This new body of work, his most personal to date, is the portrait of a woman, a love letter to his wife. Drawing on abandoned drawings and his archive of photographs which capture everyday objects in a domestic setting, his black and white photographs are filled with light and shadow, providing evocative glimpses of the human presence which merge with silhouetted objects and structures from their home.
McKeever’s emphasis on an abstract language fosters ambiguity. His interest is in pushing the conventional notion of photography as a literal, figurative representative of reality away and establishing a visual language providing only transitory glimpses of reality.

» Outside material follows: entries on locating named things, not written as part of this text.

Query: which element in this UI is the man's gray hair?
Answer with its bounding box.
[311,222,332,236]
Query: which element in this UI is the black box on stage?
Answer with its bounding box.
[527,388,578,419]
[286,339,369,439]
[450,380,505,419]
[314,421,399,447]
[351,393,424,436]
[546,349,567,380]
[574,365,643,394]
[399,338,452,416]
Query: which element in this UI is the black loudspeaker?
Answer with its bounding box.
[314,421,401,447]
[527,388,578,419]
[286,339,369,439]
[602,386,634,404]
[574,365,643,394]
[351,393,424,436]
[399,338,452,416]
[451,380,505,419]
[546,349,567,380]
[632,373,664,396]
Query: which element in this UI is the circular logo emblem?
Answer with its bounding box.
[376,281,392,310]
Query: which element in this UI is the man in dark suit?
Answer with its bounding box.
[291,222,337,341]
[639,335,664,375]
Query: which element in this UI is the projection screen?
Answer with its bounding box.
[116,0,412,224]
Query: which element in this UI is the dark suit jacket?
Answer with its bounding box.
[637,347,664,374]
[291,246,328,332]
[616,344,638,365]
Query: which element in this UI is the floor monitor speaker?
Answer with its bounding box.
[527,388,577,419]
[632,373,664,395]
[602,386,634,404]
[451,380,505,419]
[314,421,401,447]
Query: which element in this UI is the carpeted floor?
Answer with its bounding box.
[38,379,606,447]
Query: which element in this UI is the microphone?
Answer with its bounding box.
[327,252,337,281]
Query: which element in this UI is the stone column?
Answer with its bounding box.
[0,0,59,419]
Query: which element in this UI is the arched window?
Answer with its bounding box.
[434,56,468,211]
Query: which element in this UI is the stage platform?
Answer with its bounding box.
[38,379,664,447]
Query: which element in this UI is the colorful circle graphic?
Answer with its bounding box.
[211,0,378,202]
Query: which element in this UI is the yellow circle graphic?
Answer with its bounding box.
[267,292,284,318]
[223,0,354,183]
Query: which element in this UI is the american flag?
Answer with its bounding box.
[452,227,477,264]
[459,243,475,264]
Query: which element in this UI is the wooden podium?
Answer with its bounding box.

This invites the viewer to focus on the compositional elements such as the quality of light and balance of shadow, the drawn line and assembled object, the ‘aura’ of the edge between gouache and photograph, the silhouetted form and the gestural mark.
McKeever is intrigued as to ‘where the image begins and finishes’ and the glimpse of a fleeting moment in which nothing is fixed. His work explores the meeting point between the ‘truth’ of photography and the language of painting. The gap between the photograph’s instant reality and the slow incremental process of mark-making in painting.
In some of the work, McKeever has photographed objects against strong sunlight to evoke an almost gestural painting imbued with a calligraphic quality reminiscent of Japanese Shoji screens which were traditionally used to provide visual privacy.
The artist’s exploration of the domestic setting could also be said to be as a meditation on such artists as American photographer Charles Sheeler, whose work in the 1930s, after documenting local buildings for architects, took a new direction when he began photographing the interior of his home, drawing out compositions of solids and spaces. Also, in his use of torn or cut papers, McKeever draws on the poetic language of Matisse’s ‘cut-outs’, to explore the balance and boundaries between abstraction and representation, photography and painting, edge and space, and shadow and light. This new body of work has a cinematic quality in which the artist captures the essence of someone’s presence through objects in the space around them. As Marcel Proust wrote:
“….I am myself again. Pleasure in this respect is like photography. What we take, in the presence of the beloved object, is merely a negative, which we develop later, when we are back at home, and have once again found at our disposal that inner darkroom the entrance to which is barred to us so long as we are with other people.”